In [1]:
%matplotlib inline
import numpy as np
import scipy.stats as stats
import matplotlib.pyplot as plt
np.random.seed(20160302)
Here is a population of size 100,000.
In [2]:
mu, sigma = 64, 8
popn = np.random.normal(loc=mu,scale=sigma, size=100000)
truemu, truesigma = np.mean(popn), np.std(popn)
In [3]:
s = \
"""For the population of interest, the true mean is {}
and the true standard deviation is {} """
print(s.format(truemu,truesigma))
This is what the population distribution looks like when represented as a frequency histogram.
In [21]:
plt.hist(popn, bins=50, color='gray', alpha=0.75, histtype='stepfilled')
plt.xlabel("X")
plt.ylabel("Frequency")
pass
Here is sample of size 60 drawn without replacement from this population:
In [5]:
sample = np.random.choice(popn, size=60, replace=False)
In [6]:
s = \
"""For the population of interest, the point estimates of the
mean and standard deviation are {} and {}, respectively"""
print(s.format(np.mean(sample),np.std(sample,ddof=1)))

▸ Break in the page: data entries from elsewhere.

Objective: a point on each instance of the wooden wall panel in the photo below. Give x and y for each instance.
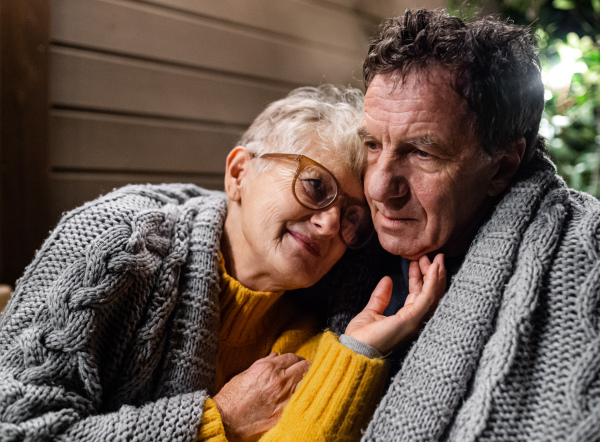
(160, 90)
(89, 80)
(149, 32)
(24, 204)
(308, 21)
(91, 141)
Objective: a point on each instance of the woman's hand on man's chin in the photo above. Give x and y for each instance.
(427, 283)
(251, 403)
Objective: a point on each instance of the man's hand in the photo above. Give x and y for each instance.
(384, 333)
(251, 403)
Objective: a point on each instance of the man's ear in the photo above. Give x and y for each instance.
(507, 165)
(237, 167)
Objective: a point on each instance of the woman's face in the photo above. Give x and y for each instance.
(282, 244)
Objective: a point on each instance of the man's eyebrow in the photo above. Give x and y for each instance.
(363, 133)
(421, 141)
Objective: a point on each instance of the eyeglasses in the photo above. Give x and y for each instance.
(316, 188)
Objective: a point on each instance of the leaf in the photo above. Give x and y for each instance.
(563, 4)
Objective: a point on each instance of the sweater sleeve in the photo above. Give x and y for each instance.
(336, 398)
(211, 426)
(83, 337)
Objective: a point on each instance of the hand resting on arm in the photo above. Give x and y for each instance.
(252, 402)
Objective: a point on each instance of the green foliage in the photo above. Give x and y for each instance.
(568, 33)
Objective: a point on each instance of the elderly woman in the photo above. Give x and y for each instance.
(158, 312)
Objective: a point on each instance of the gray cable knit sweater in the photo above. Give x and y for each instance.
(111, 333)
(513, 350)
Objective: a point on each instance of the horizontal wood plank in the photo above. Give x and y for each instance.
(383, 9)
(305, 20)
(139, 30)
(88, 141)
(116, 84)
(71, 190)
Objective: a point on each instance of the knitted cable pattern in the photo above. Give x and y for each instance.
(98, 312)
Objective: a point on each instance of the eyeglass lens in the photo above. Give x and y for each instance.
(316, 188)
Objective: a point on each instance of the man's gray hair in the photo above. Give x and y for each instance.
(326, 117)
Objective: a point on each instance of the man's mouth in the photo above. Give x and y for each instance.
(305, 241)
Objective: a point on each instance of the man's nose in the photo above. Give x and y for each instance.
(327, 222)
(386, 179)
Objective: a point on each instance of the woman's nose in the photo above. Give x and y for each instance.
(327, 222)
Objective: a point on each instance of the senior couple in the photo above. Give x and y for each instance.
(170, 312)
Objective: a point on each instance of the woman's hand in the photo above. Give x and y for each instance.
(251, 403)
(384, 333)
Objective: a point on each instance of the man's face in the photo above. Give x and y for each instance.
(427, 180)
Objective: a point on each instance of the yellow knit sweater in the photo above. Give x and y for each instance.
(337, 396)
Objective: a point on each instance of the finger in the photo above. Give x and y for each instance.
(415, 279)
(424, 264)
(380, 298)
(286, 360)
(297, 371)
(431, 288)
(441, 275)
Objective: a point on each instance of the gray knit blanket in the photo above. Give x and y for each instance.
(512, 353)
(111, 334)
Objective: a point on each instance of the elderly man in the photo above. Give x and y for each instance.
(456, 165)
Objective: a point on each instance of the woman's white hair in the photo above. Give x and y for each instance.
(326, 117)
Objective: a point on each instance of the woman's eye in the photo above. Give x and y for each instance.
(314, 187)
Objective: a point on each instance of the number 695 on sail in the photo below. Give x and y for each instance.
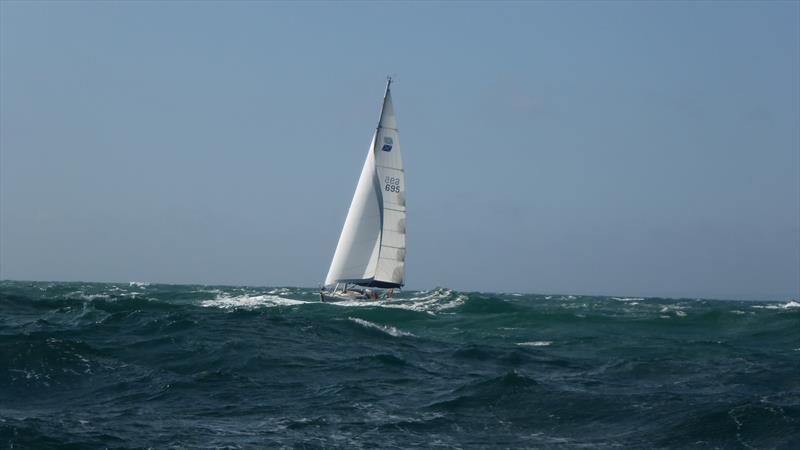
(391, 184)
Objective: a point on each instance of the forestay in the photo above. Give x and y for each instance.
(372, 246)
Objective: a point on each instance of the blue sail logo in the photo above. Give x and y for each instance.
(387, 144)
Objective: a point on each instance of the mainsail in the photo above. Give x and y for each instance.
(372, 247)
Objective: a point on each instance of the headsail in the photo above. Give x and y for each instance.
(372, 247)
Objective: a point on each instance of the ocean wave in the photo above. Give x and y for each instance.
(535, 343)
(387, 329)
(788, 305)
(249, 301)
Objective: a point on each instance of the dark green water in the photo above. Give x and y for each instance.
(118, 365)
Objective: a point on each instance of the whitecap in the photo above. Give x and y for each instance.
(388, 329)
(249, 301)
(628, 299)
(789, 304)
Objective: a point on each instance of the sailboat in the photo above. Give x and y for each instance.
(371, 252)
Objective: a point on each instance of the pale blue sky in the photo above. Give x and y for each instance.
(591, 148)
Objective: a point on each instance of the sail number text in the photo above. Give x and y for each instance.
(391, 184)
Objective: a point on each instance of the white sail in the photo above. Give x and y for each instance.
(372, 247)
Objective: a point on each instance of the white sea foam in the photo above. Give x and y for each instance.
(249, 301)
(430, 302)
(535, 343)
(80, 295)
(676, 309)
(628, 299)
(388, 329)
(789, 304)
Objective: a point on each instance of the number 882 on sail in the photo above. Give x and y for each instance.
(391, 184)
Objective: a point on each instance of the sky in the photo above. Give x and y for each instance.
(607, 148)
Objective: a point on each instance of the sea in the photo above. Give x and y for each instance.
(139, 365)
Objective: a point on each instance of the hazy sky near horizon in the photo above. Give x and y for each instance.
(589, 148)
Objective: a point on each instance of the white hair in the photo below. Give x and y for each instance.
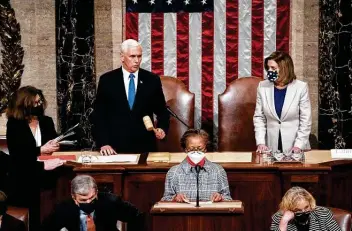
(129, 43)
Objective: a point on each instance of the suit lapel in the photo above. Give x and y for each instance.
(269, 93)
(121, 91)
(140, 90)
(290, 95)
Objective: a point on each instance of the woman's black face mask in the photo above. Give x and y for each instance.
(302, 218)
(88, 208)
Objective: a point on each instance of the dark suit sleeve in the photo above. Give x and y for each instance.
(51, 129)
(101, 112)
(160, 110)
(126, 212)
(21, 147)
(54, 222)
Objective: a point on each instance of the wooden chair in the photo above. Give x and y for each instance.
(343, 218)
(236, 110)
(181, 102)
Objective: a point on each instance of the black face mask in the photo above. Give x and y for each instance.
(272, 76)
(3, 208)
(88, 208)
(302, 218)
(37, 111)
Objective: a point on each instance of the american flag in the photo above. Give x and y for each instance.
(208, 43)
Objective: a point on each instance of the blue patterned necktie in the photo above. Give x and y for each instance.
(131, 91)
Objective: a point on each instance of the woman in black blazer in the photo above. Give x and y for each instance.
(29, 134)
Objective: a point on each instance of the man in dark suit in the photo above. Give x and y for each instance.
(7, 222)
(89, 210)
(125, 95)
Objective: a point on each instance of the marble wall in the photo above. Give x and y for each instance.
(335, 74)
(37, 21)
(304, 51)
(76, 84)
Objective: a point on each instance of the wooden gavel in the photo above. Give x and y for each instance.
(149, 124)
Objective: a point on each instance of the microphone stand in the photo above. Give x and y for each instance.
(197, 168)
(176, 117)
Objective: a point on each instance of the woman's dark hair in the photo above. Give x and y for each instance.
(192, 133)
(22, 101)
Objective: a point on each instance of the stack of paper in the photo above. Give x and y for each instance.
(341, 153)
(158, 157)
(112, 158)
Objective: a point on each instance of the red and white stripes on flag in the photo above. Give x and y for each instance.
(208, 50)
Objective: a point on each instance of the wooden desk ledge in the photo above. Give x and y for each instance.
(166, 207)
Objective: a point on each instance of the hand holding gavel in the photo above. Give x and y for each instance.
(159, 133)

Here is what the frequency histogram of the sample looks like.
In [31]:
plt.hist(sample, color='steelblue', alpha=0.75,
histtype='stepfilled',label='sample')
plt.xlabel("X")
plt.ylabel("Frequency")
pass
Here's density histograms of the population (gray) and the sample (blue) drawn together.
In [22]:
plt.hist(popn, normed=True, bins=50, label='population',
color='gray', alpha=0.75, histtype='stepfilled')
plt.hist(sample, normed=True, label='sample',
color='steelblue', alpha=0.75, histtype='stepfilled')
plt.xlabel("X")
plt.ylabel("Density")
plt.legend(loc="best")
pass
To estimate the sampling distribution of the mean, we draw 1000 samples of size 60 and calculate the mean for each such sample.
In [9]:
smeans = []
for i in range(1000):
rsample = np.random.choice(popn, size=60, replace=False)
smeans.append(np.mean(rsample))
Here is the frequency histogram of the sampling distribution of the mean.
In [36]:
plt.hist(smeans, normed=True, bins=30, label='simulated\ndistn of\n means',
color='firebrick', alpha=0.75, histtype='stepfilled')
plt.xlabel("mean(X)")
plt.ylabel("Frequency")
pass
Here are the density histograms of the population (grey), our first sample (blue), and the sampling distribution of the mean(red), all drawn in the same plot.
IMPORTANT NOTE: to facilitate visual comparison of the distributions I've truncated the y-axis. Comment out the ylim
line below to see the complete density histogram of the sampling distribution of sample means.
In [37]:
plt.hist(popn, normed=True, bins=50, label='population',
color='gray', alpha=0.75, histtype='stepfilled')
plt.hist(sample, normed=True, label='sample',
color='steelblue', alpha=0.75, histtype='stepfilled')
plt.hist(smeans, normed=True, bins=50, label='simulated\ndistn of\n means',
color='firebrick', alpha=0.75, histtype='stepfilled')
plt.xlabel("X")
plt.ylabel("Density")
plt.legend(loc="best")
plt.ylim(0,0.06) # comment out this line to remove truncation
pass
In [ ]: